Sirius buries his hands more deeply into his pockets and continues burrowing through the crowds in Diagon Alley. His eyes dart from one side of the street to another, as if, miraculously, he could find an eleven-year-old boy-sized hole through which to escape. Of course, he is rather restless today: for him, it is by far the most important day of perhaps the entire summer, and, still, he has no plan, no sleight of hand that might trick Cissy into believing that he is still at her side when he is not. The afternoon wears on and shadows lengthen; there must be a way.
Instead, he slows his pace down until he is walking alongside her. If he cannot slip away, then, at least, he can draw her attention away from himself. "Where did you get that from?" he asks innocuously.
"What?"
"That necklace. Isn't it from the cabinet that Mother has, with all of the Black heirlooms in it?"

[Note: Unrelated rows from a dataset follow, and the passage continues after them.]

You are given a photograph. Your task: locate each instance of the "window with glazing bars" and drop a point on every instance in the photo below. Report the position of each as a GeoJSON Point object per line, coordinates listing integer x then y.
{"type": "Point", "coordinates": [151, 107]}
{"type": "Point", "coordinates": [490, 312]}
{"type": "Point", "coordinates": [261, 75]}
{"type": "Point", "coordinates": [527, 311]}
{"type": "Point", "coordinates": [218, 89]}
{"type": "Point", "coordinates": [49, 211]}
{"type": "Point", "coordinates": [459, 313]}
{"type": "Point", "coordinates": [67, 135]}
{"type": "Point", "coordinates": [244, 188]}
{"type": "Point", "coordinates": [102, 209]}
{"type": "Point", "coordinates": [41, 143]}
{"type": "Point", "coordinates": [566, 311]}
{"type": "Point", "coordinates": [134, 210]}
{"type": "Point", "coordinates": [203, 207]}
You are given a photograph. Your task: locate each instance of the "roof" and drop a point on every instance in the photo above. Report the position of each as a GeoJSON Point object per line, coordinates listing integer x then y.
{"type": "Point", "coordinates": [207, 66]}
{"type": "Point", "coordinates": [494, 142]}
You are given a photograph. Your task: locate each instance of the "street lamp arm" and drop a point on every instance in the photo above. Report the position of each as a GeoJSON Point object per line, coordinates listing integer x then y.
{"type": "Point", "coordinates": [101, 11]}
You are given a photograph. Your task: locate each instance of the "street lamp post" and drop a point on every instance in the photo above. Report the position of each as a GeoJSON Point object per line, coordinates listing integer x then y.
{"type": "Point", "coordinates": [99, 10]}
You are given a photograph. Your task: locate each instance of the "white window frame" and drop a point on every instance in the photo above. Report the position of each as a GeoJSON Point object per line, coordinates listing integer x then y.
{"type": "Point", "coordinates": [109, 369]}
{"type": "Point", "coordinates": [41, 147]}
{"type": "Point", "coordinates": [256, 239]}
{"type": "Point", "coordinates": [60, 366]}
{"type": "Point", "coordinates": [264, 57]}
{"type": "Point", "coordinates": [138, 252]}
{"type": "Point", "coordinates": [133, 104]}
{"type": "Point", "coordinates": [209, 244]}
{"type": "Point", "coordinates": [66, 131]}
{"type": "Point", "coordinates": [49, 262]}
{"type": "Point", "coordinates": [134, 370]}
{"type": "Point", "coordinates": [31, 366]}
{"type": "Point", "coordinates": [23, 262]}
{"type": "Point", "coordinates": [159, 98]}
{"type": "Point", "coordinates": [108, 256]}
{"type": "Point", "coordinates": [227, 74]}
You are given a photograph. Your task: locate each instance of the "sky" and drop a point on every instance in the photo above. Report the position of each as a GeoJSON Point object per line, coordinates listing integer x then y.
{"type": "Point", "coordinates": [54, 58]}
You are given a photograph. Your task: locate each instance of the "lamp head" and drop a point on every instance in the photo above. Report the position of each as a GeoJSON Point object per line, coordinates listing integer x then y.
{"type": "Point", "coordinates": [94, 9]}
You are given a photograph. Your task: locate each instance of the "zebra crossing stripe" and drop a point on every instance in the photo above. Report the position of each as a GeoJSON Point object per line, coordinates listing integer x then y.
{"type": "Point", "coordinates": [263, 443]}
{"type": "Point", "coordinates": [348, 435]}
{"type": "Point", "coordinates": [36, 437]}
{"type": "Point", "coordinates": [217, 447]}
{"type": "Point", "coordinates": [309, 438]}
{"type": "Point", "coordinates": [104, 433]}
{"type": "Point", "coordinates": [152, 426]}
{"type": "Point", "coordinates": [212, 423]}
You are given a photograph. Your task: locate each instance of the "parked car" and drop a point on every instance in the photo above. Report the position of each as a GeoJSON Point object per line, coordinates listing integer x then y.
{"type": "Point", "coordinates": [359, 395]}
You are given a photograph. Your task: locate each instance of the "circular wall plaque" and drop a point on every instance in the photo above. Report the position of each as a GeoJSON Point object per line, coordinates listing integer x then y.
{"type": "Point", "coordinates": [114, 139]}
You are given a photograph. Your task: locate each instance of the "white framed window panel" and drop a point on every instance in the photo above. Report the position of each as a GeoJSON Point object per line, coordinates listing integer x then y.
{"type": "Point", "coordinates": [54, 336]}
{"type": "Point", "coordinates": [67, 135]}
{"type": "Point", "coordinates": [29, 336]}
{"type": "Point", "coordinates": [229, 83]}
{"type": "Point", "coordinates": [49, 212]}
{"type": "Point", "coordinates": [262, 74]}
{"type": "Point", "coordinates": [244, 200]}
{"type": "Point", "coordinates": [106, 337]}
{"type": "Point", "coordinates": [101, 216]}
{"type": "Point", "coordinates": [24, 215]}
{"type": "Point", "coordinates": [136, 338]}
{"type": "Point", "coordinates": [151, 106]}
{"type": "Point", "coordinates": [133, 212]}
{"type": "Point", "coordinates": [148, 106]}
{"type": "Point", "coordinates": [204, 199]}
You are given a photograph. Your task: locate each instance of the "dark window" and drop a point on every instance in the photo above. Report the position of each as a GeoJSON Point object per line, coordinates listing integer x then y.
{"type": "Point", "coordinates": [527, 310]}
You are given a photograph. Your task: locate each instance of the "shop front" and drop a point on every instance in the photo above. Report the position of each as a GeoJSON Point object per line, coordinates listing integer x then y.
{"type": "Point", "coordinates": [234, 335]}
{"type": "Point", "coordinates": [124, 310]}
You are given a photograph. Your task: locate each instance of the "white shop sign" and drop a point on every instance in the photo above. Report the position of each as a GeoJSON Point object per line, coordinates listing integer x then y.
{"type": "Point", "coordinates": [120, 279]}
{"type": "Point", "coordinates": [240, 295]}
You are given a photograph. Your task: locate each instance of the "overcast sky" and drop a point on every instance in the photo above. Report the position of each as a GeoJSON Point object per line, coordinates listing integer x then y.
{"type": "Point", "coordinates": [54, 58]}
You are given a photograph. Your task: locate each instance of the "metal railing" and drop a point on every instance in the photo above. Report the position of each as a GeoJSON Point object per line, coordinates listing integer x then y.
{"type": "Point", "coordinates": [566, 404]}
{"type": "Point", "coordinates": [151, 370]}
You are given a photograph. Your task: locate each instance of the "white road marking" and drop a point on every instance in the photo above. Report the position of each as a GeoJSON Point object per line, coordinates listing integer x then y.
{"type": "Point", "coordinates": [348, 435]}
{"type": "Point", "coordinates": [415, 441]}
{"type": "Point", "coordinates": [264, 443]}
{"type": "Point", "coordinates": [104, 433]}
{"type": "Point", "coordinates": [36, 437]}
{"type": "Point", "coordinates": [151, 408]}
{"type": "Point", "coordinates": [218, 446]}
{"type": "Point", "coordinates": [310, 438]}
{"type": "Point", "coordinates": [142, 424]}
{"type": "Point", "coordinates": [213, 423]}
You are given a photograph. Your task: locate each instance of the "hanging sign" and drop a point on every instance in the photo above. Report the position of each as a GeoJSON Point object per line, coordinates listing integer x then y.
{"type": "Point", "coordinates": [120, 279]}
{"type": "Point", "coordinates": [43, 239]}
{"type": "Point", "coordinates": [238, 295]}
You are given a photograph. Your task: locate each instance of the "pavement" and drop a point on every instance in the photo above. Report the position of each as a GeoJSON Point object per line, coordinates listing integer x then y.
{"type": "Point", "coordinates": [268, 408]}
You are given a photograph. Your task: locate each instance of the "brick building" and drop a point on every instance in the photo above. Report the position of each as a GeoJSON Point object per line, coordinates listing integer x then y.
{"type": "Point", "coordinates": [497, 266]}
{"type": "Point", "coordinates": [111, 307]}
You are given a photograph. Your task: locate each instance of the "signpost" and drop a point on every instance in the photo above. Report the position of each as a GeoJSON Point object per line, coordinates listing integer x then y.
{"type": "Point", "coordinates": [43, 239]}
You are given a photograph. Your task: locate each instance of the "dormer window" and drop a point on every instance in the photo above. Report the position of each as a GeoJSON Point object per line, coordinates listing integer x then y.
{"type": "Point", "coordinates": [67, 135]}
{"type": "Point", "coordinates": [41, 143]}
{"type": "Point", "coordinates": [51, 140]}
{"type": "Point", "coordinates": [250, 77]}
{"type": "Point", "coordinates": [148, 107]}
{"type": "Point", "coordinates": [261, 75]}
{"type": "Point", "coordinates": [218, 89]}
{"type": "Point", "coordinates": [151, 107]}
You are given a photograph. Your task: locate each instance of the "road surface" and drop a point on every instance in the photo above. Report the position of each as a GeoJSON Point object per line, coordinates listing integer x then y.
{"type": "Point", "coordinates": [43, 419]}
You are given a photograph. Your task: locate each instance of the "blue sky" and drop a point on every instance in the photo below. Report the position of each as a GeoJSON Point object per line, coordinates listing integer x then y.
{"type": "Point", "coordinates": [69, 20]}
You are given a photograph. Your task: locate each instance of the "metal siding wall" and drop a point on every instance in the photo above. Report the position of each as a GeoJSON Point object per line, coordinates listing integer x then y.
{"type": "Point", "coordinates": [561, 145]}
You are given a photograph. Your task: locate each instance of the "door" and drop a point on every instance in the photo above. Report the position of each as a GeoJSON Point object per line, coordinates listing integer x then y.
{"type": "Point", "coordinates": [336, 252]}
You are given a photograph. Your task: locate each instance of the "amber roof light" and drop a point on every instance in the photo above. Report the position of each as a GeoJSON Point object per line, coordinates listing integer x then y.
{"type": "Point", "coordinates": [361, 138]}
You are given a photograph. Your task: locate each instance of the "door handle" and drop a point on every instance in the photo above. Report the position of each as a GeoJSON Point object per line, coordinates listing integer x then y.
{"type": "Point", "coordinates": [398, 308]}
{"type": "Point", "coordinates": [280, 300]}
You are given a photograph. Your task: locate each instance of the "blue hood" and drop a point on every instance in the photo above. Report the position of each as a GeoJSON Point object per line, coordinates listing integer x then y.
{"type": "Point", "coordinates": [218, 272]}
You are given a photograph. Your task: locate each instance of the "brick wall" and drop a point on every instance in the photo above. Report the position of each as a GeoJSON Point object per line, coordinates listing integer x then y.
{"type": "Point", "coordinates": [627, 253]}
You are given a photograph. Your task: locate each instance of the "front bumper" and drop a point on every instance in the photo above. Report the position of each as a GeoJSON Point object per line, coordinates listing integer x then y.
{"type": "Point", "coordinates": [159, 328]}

"Is it? I'm not sure, but your mother did give it to me." Sirius makes a noncommittal noise. Cissy, wearing a concerned look, stops and pulls him aside. "Is something the matter?"
Truthfully, nothing is the matter. Sirius has never cared for Mother's precious treasures, polished to perfection by Kreacher on a daily basis, but dissembling is too easy. Silently, he allows his frown to deepen.
"Oh, Sirius," Cissy says breathlessly, laying a hand upon his shoulder, "I didn't mean to upset you. Oh, I'm so sorry -- maybe I should give it back to her, do you think? Would that make you feel better?"
Sirius turns toward Cissy, her expression quivering with concern, and he begins to suspect that something is amiss. Perhaps it is only natural that Cissy would have interpreted his words as an indication that he resented being overlooked in favor of his cousin, but he has not said a single thing of import. He had merely asked her where she obtained a particular piece of jewelry, a question that should not have provoked such a reaction.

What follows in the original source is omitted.